The Salvation Sequence by Peter F. Hamilton

This will be a short review of a very long trilogy. 

Peter F. Hamilton is a British writer whose career is built on writing  long space operas. He often repeats the same motifs in varying forms; he has a thing about interstellar travel based on wormholes and portals. He's also very good at coming up with believable and nasty aliens (MorningLightMountain in the Commonwealth Saga is one of the best aliens in modern SF).

The Salvation Sequence consists of three novels: Salvation: A Novel, Salvation Lost, and Saints of Salvation. Like many of his other books, we have instant travel between stars and nasty aliens.
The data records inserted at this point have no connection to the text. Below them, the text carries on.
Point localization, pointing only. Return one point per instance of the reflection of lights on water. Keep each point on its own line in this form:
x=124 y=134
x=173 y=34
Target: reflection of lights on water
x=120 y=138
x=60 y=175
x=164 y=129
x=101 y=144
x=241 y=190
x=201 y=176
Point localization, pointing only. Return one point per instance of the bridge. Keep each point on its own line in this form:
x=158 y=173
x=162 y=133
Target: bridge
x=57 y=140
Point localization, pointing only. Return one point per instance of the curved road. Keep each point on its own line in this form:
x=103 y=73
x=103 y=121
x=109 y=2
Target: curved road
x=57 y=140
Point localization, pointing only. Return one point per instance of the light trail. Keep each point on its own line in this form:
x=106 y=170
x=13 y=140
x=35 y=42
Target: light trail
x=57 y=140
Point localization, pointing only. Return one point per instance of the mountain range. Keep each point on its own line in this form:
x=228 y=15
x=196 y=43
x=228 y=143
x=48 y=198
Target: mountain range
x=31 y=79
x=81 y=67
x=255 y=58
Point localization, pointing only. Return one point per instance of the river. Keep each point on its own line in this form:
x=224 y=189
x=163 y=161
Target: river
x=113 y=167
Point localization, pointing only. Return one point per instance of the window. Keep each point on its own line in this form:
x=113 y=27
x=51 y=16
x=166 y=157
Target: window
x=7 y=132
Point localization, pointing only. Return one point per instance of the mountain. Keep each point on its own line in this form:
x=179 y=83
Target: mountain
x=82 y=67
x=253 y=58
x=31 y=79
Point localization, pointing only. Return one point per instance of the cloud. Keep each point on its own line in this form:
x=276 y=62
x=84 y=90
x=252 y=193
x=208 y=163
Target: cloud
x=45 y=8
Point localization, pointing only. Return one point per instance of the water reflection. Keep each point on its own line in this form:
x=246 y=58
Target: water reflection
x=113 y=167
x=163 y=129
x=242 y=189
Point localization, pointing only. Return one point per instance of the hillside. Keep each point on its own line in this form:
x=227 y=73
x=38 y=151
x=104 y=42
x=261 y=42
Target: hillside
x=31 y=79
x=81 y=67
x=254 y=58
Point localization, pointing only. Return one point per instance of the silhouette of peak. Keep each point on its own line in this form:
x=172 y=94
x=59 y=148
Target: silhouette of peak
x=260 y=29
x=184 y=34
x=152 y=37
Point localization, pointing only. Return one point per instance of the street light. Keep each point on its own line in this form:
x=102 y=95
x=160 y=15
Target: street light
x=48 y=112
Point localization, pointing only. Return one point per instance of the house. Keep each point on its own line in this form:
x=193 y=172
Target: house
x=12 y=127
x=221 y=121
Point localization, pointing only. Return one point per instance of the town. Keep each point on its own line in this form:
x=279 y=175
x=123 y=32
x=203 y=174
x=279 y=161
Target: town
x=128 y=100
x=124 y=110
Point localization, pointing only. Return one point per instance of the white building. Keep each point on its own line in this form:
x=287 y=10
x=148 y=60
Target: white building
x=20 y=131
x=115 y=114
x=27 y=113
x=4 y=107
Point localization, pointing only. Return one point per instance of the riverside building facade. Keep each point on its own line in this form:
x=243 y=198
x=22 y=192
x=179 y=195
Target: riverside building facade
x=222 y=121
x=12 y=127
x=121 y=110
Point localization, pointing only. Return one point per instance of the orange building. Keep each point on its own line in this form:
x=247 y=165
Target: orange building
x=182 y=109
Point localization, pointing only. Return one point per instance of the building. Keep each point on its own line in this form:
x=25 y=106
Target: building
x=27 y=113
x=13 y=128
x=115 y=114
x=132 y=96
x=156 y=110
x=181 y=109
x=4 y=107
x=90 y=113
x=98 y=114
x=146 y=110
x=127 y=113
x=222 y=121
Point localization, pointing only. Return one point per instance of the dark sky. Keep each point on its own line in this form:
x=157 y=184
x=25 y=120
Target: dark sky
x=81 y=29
I'm not going to get into describing the plot because I don't have all morning; instead, I'm going to shamelessly crib from Wikipedia.

Hamilton's Salvation sequence involves two concurrent story lines. One is set during the year 2204. In this period humanity has developed near-instantaneous space travel via a network of QSE (quantum-spatial entanglement) portals and are using them to begin spreading out into the galaxy. As a consequence of this technology, crewed spaceships are unnecessary. When an unknown vessel is found on a recently explored world, a team of specialists are sent out to investigate both the craft and the astonishing contents therein. The other story line is set much farther in the future. It follows a genetically engineered team of special forces designed to confront and destroy an enemy who are following their religious agenda of harvesting all sentient species in the galaxy.

It took me more than six months to work my way through the trilogy, which is over 1600 pages long. That's about eight standard novels, or what used to be a standard novel. I enjoyed quite a bit of it, but some of it was a real slog, and I found myself skimming a lot, especially in the last novel. Hamilton desperately needs to be edited heavily; I'd have cut the trilogy down to two books, at least.

Of all of Hamilton's works, I'd rate this somewhere in the middle after The Commonwealth Saga, The Reality Dysfunction, and Fallen Dragon. Recommended only for Hamilton fans.